Later that evening, as I chatted to a photograph of my mother, I told her that, like me, Chhaya had everything.

Chhaya and I were similar people with distinctive tastes.

She drank tea, and I was a coffee lover; she had a sweet tooth, while I devoured savouries; our political ideologies were not opposite but different; reading habits, Hardy and Austen.

She liked milk chocolates, and I enjoyed them dark and bitter; she flaunted easy lines, and I liked my clothes fitted, but we were united by a toughness we instantly recognized in the other.

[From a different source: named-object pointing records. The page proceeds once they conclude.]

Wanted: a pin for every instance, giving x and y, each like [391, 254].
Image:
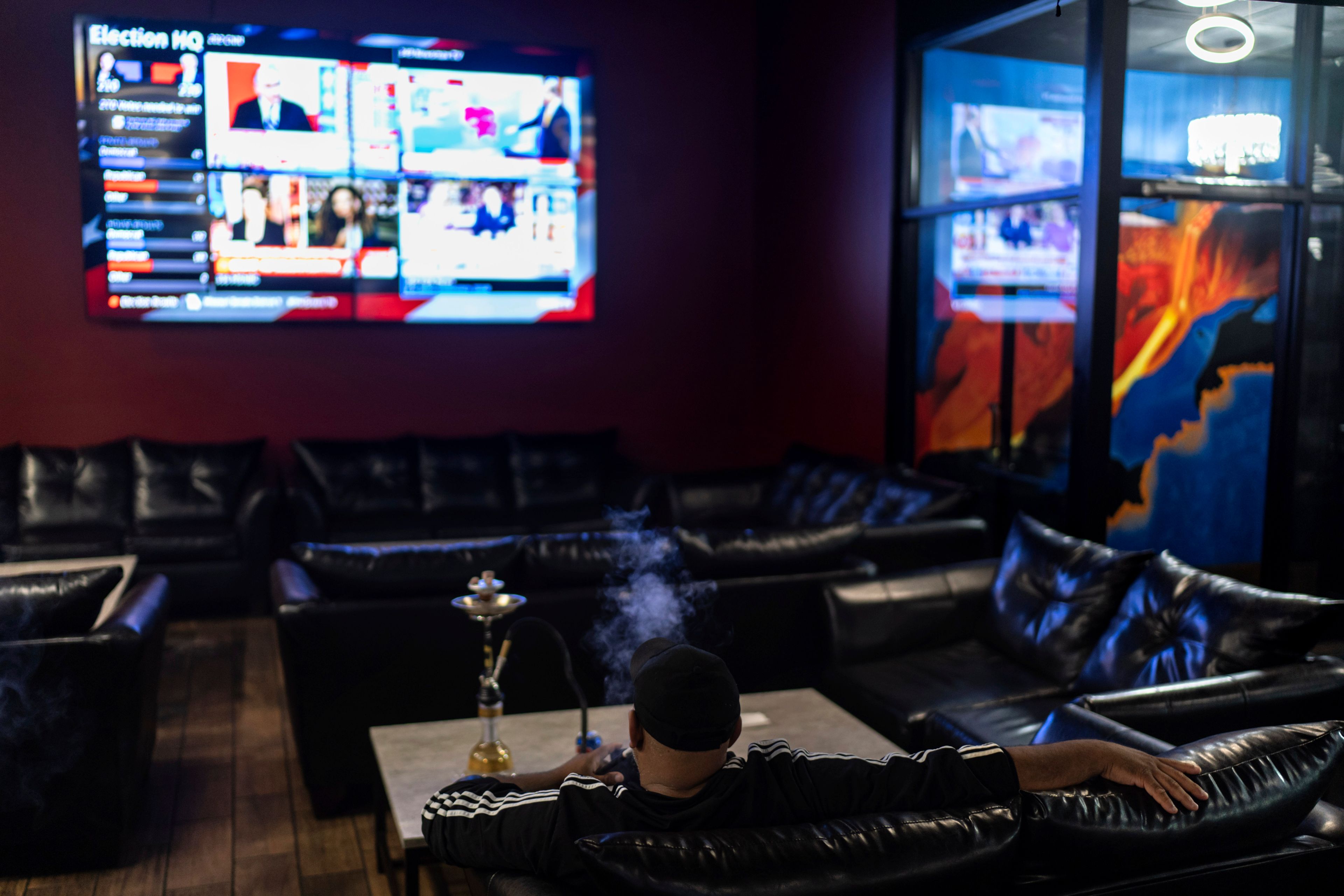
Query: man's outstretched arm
[1073, 762]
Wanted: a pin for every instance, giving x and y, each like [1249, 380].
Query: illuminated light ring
[1219, 21]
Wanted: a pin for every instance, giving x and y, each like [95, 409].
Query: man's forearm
[1049, 766]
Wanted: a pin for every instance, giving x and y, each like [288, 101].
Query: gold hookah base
[487, 757]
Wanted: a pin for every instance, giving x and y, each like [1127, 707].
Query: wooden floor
[226, 808]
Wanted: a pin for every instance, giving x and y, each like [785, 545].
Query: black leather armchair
[419, 488]
[912, 520]
[197, 514]
[910, 659]
[73, 776]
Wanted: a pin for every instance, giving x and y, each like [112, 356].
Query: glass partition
[1003, 111]
[1318, 485]
[1209, 92]
[1198, 295]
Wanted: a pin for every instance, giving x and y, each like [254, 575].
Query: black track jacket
[490, 824]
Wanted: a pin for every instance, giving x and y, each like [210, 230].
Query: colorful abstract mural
[1194, 378]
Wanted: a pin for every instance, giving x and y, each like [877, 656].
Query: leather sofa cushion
[1178, 622]
[588, 558]
[733, 554]
[897, 695]
[1261, 785]
[190, 483]
[183, 542]
[1054, 597]
[720, 498]
[905, 496]
[804, 483]
[561, 472]
[362, 479]
[85, 487]
[464, 477]
[53, 605]
[346, 528]
[346, 572]
[8, 492]
[1007, 724]
[842, 498]
[53, 543]
[891, 852]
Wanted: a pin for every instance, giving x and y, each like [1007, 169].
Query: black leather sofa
[910, 520]
[1262, 827]
[417, 488]
[986, 651]
[369, 637]
[197, 514]
[78, 714]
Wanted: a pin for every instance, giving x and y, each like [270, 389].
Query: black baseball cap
[683, 696]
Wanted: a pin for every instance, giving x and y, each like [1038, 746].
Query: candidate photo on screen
[257, 211]
[467, 117]
[268, 109]
[351, 214]
[277, 113]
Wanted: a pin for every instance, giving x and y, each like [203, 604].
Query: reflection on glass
[982, 269]
[1194, 371]
[1003, 113]
[1330, 105]
[1190, 119]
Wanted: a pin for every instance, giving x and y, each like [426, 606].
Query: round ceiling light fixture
[1221, 21]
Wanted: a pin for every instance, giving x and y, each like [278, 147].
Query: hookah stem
[569, 665]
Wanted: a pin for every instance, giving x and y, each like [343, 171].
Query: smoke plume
[35, 734]
[648, 594]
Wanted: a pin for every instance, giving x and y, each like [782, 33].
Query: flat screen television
[264, 174]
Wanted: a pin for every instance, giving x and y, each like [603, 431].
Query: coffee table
[414, 761]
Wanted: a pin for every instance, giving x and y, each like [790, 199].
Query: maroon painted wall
[824, 198]
[694, 357]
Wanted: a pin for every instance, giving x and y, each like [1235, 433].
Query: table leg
[412, 872]
[381, 831]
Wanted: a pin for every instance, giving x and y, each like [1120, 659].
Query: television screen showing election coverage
[259, 174]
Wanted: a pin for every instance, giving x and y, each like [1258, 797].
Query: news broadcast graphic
[999, 151]
[261, 174]
[1013, 262]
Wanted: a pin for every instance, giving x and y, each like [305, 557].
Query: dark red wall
[826, 133]
[694, 357]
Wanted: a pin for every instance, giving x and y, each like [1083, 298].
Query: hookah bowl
[486, 604]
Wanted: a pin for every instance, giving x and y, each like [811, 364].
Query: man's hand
[1073, 762]
[584, 763]
[1164, 780]
[588, 763]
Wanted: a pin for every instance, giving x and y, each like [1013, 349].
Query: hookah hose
[565, 653]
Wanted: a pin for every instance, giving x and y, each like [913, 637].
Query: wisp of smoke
[648, 594]
[38, 739]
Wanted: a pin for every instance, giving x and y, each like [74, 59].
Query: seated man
[685, 719]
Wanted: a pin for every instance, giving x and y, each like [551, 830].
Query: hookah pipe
[588, 741]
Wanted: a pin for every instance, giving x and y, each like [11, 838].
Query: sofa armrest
[142, 609]
[1187, 711]
[291, 585]
[253, 519]
[916, 546]
[307, 512]
[881, 618]
[1074, 723]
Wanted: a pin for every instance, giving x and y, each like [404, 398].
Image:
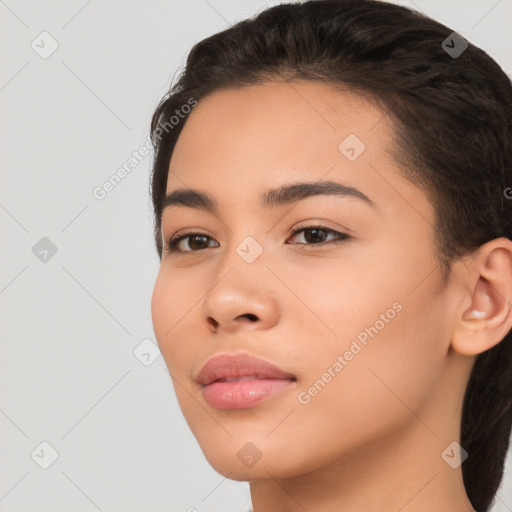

As she settled into a garden chair opposite mine at Perky Grace on this windswept Bengaluru evening, I was quick to verbalize the elementary questions of ‘how’ and ‘why’. I forced her to speak first. I was buying time.

We had broken with our Wednesday breakfast tradition, reuniting as we were after three weeks. Any time of day or night would do.

Chetan had contracted a virus; his body temperature had risen to 104 degrees. They thought they had lost him. He cried all day and night, his limbs wracked in pain. He would scream and turn violent even. Chhaya and her mother took turns nursing him, and her father never left the room.

They could afford all the help in the world, but the Mehtas took care of their own.

Chhaya was exhaling. Her eyes widening in terror, her fuchsia-stained lips twisting, her voice strained in part until it gave way to laughter.

I rode the roller coaster with her.

As I drained the last of my once extra-hot, now ice-cold cappuccino, my eyes were still on her.

‘Enough about me,’ she said suddenly. ‘What’s going on with you, babe?’

The drama in my life didn’t compare to what she had gone through these last weeks. I was caught between a sob and the excitement that was growing within me. I didn’t know what to say.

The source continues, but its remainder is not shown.